Gene Warren Jr.
„The reason I mentioned at length my early days as a grip and dolly/crane operator was beause the dolly job most often positions you in the middle of the on set discussions between the Director, DP and the actors. There was no school like it. And since I was interested in my craft and film making in general I always paid attention and listened in“ – said the acclaimed visual effects supervisor. A few examples of films and TV that he worked on most or all of principal photography in those years were: Walk Don’t Run, Guess Who’s Coming To Dinner, Murderers Row, Enter Laughing, Three On A Couch, Trouble With Angels, Dead Heat On A Merry-Go-Round and the Monkees TV show.
In 1969, not wanting to remain in the grip department the rest of his life, Gene Warren Jr. left the steady job and began working off and on at his fathers visual effects company, Excelcior Animated Motion Pictures. It was one of the few small effects companys in Hollywood before Star Wars changed everything. The animation done at Excelcior was stop motion and it turned out that Gene Warren Jr. had a natural talent and worked on and animated many Dough Boy, Hamburger Helper, Swiss Miss and Chuck Wagon comercials during the almost 12 years he worked at Excelcior. They also produced the miniature work and dinosaur stop motion for the Saturday morning childrens show Land Of The Lost. Also the miniature effects work for the TV series The Man From Atlantis, the Roger Corman film Avalanche and John Frankenheimers Black Sunday.

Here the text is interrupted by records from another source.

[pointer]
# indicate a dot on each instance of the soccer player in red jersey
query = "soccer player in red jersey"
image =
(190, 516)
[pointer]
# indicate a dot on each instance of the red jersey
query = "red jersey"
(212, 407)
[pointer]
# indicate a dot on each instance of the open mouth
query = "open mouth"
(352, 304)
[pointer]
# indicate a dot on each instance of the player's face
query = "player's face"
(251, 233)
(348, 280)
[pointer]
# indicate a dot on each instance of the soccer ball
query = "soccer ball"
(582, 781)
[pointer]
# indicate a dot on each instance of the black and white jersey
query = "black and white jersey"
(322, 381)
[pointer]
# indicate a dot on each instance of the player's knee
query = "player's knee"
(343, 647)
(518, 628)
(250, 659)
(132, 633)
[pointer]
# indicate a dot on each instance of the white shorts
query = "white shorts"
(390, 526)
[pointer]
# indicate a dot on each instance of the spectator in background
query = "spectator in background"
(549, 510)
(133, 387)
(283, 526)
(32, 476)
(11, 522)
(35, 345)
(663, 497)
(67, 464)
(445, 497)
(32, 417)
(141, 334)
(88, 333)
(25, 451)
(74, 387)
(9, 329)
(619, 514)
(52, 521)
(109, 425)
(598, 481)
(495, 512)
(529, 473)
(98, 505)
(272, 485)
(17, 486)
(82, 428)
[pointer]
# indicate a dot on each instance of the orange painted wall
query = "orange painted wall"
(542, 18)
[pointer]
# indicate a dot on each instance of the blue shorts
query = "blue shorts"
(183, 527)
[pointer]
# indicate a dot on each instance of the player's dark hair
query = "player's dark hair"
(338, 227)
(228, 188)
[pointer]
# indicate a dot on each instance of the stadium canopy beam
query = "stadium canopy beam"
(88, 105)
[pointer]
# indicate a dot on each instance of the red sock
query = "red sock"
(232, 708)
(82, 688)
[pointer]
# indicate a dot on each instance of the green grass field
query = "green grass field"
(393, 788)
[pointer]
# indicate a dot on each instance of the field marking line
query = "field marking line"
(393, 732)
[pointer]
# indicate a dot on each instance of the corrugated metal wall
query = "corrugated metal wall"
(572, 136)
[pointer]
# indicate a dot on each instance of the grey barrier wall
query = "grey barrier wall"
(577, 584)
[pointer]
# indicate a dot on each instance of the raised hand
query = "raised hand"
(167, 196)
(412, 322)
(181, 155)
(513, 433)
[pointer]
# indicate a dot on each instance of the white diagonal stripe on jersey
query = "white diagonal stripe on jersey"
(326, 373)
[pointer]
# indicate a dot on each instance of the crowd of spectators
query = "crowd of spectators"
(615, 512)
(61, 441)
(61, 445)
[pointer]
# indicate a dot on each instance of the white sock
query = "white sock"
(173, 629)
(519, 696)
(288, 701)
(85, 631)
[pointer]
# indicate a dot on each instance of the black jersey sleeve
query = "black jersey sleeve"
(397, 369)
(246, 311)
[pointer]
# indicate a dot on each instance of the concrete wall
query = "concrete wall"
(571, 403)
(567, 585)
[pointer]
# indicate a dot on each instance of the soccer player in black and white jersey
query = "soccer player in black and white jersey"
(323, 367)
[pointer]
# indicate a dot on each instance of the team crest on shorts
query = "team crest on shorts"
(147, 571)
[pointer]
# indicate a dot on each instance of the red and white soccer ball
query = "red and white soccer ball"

Through the hands on work G. Warren Jr. became an acomplished cinematopher, model maker, sculpter and stop motion animator. He also helped break down scripts and plan how to do the effects. Since his fathers studio did not have an optical printer until the last 2 years before he closed, they would try and do as much as possible in camera.
Excelsior was closed in 1979 and Gene Warren Jr. and two partners, Leslie Huntley and Peter Kleinow opened Fantasy II film effects in 1980. They now had an optical department but continued to do as much work in camera as we could. Both because it was usually more cost effective and tended to look better. „I believe that even today, in the digital age, the above holds true“.
G. Warren Jr., and my partners received an Emmy for visual effects in the mini series Winds Of War in 1983. Then in 1991 he received an Oscar for Terminator II Judgement Day. The last signicant miniature work hewas involved in was Wes Anderson’s Moorise Kingdom. The last facility was closed at the end of 2013.
Gene Warren Jr. work on an occassional intertainment job and also teach a class on special, visual and in camera effects, at USC Film School with my son, Gene Warren III.